ネムリの花

夜の帳が下がり、一寸先も見渡せないくらいには真夜中であった。私は何故か不安に襲われてしまう。ここに踏み込んでから嫌に静かなのだ。
蟲は鳴かず、木々は揺らぐことなく、風はなく。

自然に足早となった私は纏わり付く泥に身体が重くなったように感ぜられ、止めざるを得なかった。突如として背後に発狂しそうなくらいに凄まじい力を纏った気配が現れたのだ。まるで現実味のない出来事であった。
そうして、
「どうしたのです。もう夜遅い。身体を休めなくてはなりませんよ」
奴は言霊を紡いだ。そう言霊だ。表面上は優しく心配してるように聞こえるが、その瞬間に世界は滅びた。宇宙も破裂した。そう錯覚する。もはや言葉というより、それを発するだけで数多の宇宙そのものが生成され、或いは破壊され、それだけ、いやそれ以上に地獄が幾千もの産声を上げ闘争に巻き込まれていくような悍ましさがある。

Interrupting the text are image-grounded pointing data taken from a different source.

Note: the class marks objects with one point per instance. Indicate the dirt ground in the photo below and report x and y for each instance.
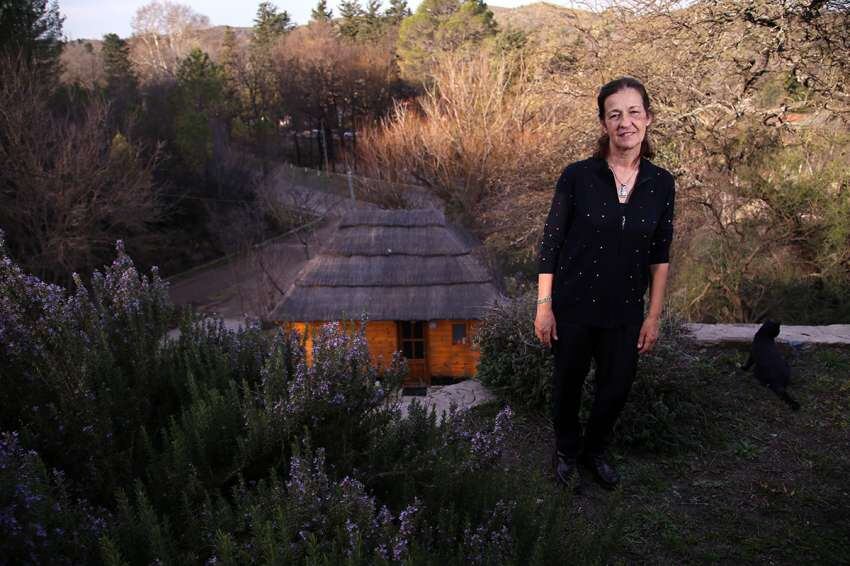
(754, 482)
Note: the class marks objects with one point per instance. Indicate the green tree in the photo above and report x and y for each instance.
(32, 30)
(122, 85)
(351, 18)
(199, 95)
(269, 24)
(439, 26)
(321, 13)
(397, 11)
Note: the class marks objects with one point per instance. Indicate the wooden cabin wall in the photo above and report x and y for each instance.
(380, 335)
(452, 360)
(444, 358)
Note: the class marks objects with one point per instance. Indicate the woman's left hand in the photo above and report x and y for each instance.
(648, 335)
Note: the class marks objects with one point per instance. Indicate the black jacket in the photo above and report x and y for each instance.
(599, 250)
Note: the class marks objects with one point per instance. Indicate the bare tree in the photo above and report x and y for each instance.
(164, 33)
(68, 187)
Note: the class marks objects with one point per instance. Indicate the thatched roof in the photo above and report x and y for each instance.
(392, 265)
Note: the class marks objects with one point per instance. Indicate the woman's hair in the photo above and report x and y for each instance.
(607, 90)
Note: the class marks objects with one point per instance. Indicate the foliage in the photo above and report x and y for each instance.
(68, 187)
(40, 521)
(164, 33)
(269, 24)
(660, 411)
(121, 83)
(512, 359)
(228, 446)
(321, 12)
(200, 99)
(31, 32)
(440, 26)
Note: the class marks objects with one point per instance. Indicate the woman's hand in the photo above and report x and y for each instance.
(648, 335)
(544, 324)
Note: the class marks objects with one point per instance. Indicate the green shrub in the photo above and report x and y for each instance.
(515, 363)
(225, 446)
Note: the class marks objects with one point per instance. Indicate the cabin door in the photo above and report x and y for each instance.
(411, 336)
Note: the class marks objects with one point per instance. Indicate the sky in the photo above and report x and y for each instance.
(91, 19)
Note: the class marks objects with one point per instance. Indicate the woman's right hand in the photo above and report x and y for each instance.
(544, 324)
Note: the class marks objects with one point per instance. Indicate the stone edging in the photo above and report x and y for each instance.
(793, 335)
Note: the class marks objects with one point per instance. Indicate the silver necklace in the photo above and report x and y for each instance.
(621, 189)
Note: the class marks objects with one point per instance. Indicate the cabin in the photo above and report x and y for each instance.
(419, 281)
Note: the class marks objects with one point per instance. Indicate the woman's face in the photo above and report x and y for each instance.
(626, 120)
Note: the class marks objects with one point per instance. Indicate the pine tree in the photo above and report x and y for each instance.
(441, 25)
(351, 18)
(321, 13)
(397, 11)
(32, 29)
(269, 24)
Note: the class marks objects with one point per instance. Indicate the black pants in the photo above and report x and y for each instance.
(615, 352)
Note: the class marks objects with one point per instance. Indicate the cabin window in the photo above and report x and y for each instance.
(413, 339)
(459, 333)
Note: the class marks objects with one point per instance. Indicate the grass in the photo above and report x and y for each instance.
(749, 481)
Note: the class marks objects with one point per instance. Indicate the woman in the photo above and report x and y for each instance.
(607, 238)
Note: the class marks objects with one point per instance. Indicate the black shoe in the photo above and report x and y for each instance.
(565, 467)
(603, 471)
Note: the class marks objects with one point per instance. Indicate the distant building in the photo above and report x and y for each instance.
(417, 279)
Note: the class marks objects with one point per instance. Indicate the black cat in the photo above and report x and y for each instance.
(771, 368)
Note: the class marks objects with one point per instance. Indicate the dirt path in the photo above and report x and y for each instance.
(251, 284)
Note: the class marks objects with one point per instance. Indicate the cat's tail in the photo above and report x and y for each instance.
(795, 406)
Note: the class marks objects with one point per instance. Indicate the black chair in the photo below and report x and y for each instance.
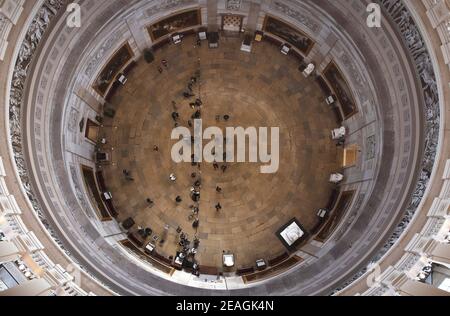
(128, 223)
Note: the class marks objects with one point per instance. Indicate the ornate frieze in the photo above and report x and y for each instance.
(296, 15)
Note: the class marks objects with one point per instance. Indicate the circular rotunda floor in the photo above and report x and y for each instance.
(261, 89)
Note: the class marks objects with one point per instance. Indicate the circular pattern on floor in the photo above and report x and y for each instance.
(261, 89)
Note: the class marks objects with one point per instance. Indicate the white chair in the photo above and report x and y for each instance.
(228, 260)
(285, 49)
(338, 133)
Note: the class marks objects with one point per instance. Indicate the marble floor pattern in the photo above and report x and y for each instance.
(261, 89)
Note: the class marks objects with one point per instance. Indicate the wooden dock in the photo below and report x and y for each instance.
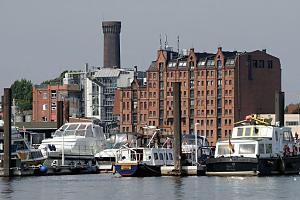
(58, 170)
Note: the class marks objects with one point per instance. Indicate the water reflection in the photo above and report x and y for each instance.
(150, 188)
(178, 188)
(6, 188)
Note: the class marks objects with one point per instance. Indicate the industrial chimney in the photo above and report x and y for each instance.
(111, 53)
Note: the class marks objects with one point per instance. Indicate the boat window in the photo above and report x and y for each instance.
(155, 156)
(80, 132)
(81, 126)
(255, 132)
(248, 132)
(268, 148)
(133, 157)
(286, 136)
(89, 131)
(276, 136)
(161, 157)
(72, 127)
(20, 145)
(261, 148)
(71, 130)
(171, 156)
(223, 149)
(60, 131)
(247, 148)
(240, 132)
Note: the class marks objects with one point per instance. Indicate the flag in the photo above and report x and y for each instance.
(230, 146)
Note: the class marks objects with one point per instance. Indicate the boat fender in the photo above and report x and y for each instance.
(43, 168)
(286, 150)
(281, 166)
(295, 150)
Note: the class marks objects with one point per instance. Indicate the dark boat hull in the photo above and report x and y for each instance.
(253, 166)
(137, 170)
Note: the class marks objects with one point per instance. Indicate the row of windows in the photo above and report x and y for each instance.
(125, 117)
(125, 129)
(209, 73)
(261, 64)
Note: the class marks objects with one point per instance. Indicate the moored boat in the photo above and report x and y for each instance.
(74, 143)
(256, 148)
(22, 154)
(142, 161)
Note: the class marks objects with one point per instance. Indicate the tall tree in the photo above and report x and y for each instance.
(22, 93)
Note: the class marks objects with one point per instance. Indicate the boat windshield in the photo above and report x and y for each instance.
(59, 132)
(247, 148)
(19, 146)
(223, 149)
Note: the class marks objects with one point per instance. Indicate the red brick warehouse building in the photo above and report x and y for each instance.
(45, 97)
(217, 89)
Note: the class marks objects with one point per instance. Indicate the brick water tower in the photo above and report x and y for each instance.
(111, 53)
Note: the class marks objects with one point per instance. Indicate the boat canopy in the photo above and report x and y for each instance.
(74, 129)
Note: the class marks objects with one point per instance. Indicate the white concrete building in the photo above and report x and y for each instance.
(100, 91)
(290, 120)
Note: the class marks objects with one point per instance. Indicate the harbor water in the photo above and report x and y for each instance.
(107, 186)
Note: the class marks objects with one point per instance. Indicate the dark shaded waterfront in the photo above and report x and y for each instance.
(113, 187)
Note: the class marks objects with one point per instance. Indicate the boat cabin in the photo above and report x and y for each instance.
(257, 141)
(149, 156)
(78, 130)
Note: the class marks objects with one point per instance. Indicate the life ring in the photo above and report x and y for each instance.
(286, 150)
(295, 150)
(281, 166)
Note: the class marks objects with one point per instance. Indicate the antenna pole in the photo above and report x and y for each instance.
(178, 44)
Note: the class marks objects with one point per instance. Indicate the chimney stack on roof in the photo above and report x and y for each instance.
(111, 53)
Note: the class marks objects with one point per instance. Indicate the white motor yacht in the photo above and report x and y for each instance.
(74, 140)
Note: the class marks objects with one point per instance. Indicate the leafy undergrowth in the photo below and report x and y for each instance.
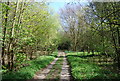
(55, 53)
(28, 71)
(55, 71)
(84, 69)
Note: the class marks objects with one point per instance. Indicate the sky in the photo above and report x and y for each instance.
(57, 5)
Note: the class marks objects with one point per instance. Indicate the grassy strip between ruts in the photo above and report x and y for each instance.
(83, 69)
(55, 71)
(28, 71)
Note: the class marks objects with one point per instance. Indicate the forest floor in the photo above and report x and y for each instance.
(56, 70)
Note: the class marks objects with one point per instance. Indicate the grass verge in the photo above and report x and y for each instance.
(83, 69)
(55, 71)
(28, 71)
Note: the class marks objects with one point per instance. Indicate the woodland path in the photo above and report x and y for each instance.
(57, 70)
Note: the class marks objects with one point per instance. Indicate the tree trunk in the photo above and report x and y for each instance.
(4, 35)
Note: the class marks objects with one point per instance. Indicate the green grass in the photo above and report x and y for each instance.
(84, 69)
(55, 71)
(29, 71)
(55, 53)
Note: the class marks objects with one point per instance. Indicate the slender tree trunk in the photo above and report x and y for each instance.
(10, 47)
(4, 35)
(118, 51)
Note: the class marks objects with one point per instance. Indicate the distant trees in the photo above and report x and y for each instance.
(27, 27)
(94, 27)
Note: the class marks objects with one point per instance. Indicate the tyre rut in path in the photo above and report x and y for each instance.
(64, 74)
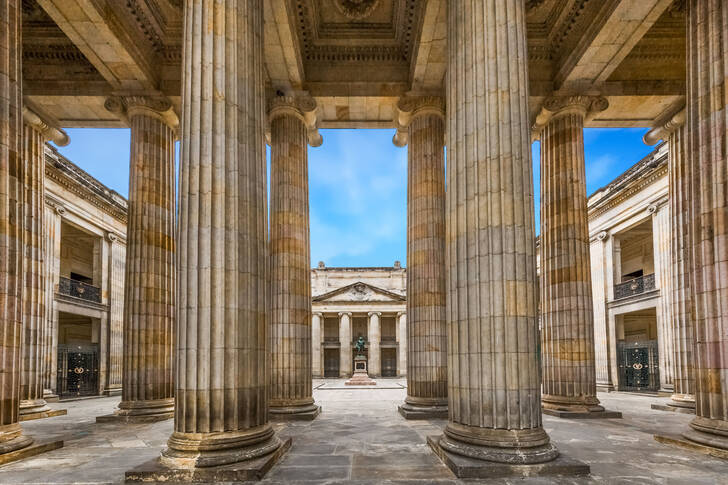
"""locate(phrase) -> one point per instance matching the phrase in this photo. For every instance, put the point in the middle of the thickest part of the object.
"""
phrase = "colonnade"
(241, 299)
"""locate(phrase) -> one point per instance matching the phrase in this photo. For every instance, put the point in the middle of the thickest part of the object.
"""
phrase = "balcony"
(77, 289)
(634, 287)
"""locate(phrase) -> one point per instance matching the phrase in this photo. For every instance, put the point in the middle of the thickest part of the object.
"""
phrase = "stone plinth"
(361, 373)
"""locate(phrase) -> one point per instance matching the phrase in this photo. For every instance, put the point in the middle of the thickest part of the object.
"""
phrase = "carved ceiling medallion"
(357, 9)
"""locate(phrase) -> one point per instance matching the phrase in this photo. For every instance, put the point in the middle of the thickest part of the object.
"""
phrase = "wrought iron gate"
(78, 370)
(638, 366)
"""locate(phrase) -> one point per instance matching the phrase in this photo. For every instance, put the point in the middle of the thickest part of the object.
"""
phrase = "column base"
(141, 412)
(467, 467)
(419, 408)
(306, 412)
(160, 471)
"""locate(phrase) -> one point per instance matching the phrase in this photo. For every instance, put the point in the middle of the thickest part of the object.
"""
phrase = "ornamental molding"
(356, 9)
(410, 107)
(154, 106)
(300, 106)
(555, 107)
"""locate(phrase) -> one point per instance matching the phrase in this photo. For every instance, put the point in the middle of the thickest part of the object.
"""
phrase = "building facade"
(85, 250)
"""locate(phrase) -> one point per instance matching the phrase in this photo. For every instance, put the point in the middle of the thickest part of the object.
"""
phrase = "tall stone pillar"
(221, 412)
(149, 328)
(345, 358)
(494, 392)
(36, 326)
(374, 336)
(402, 342)
(316, 329)
(290, 257)
(707, 148)
(567, 317)
(427, 330)
(680, 320)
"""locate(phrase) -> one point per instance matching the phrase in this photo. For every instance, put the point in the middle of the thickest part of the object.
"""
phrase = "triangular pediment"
(359, 291)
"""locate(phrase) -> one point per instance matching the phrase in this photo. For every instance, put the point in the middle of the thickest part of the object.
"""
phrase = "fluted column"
(221, 412)
(374, 337)
(290, 258)
(707, 149)
(316, 328)
(11, 230)
(35, 297)
(402, 341)
(148, 343)
(567, 317)
(345, 357)
(426, 327)
(493, 372)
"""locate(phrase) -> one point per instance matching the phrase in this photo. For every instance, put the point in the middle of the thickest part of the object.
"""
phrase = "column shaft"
(374, 364)
(11, 230)
(148, 363)
(221, 412)
(290, 256)
(34, 291)
(426, 327)
(567, 334)
(707, 146)
(345, 357)
(680, 318)
(493, 374)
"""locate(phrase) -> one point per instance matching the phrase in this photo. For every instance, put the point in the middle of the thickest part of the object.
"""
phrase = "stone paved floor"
(360, 438)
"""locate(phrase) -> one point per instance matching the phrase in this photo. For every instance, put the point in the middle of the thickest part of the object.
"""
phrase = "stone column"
(493, 373)
(316, 328)
(35, 297)
(345, 357)
(673, 131)
(567, 317)
(374, 337)
(221, 412)
(290, 257)
(707, 147)
(11, 230)
(427, 330)
(148, 343)
(402, 341)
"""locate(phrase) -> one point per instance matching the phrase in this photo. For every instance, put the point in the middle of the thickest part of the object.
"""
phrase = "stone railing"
(635, 286)
(77, 289)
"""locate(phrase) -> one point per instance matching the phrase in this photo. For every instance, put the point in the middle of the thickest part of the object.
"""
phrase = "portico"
(218, 323)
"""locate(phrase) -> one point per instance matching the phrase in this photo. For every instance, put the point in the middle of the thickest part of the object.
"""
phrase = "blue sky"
(358, 184)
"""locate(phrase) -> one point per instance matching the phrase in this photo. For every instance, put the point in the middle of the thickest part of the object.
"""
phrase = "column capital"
(410, 107)
(666, 128)
(301, 106)
(127, 106)
(47, 128)
(556, 106)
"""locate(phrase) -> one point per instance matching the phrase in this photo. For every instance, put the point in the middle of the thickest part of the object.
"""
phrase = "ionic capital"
(664, 130)
(558, 106)
(303, 107)
(129, 106)
(410, 107)
(48, 129)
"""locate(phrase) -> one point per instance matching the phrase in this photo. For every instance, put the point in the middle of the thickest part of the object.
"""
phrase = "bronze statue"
(359, 346)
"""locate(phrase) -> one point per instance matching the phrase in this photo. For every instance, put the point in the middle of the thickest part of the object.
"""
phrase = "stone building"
(349, 303)
(85, 254)
(226, 76)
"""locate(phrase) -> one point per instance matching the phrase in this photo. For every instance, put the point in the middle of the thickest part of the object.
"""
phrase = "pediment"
(359, 292)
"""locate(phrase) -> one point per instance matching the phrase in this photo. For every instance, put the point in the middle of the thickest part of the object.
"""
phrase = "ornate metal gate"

けれど空も海も大地も真空も、何もかもを平然と笑って見守るような超然とした母のようですらある。
私は唾を飲み込んだ。
どうしようもなく喚起する畏れに飲まれてしまいそうだった。冷や汗が頬を伝う。
後ろをバッと振り向くとすぐ側にそいつは佇んでいた。
私は思わずに一歩後ろに下がる。
石の道から逸れてしまい、土の感触に顔を顰める。

「誰だ。お前。私が何処で何をしようと自由だろう」

すると姿も形も分からぬ、恐らく女はクスクス嗤った。
何故、こんな訳の分からない奴に振り回されているのかと思えば腹立たしくもなるというもの。いや、腹立つ!腹立たつ!なんだ、こいつ。こんな理外を認めるか!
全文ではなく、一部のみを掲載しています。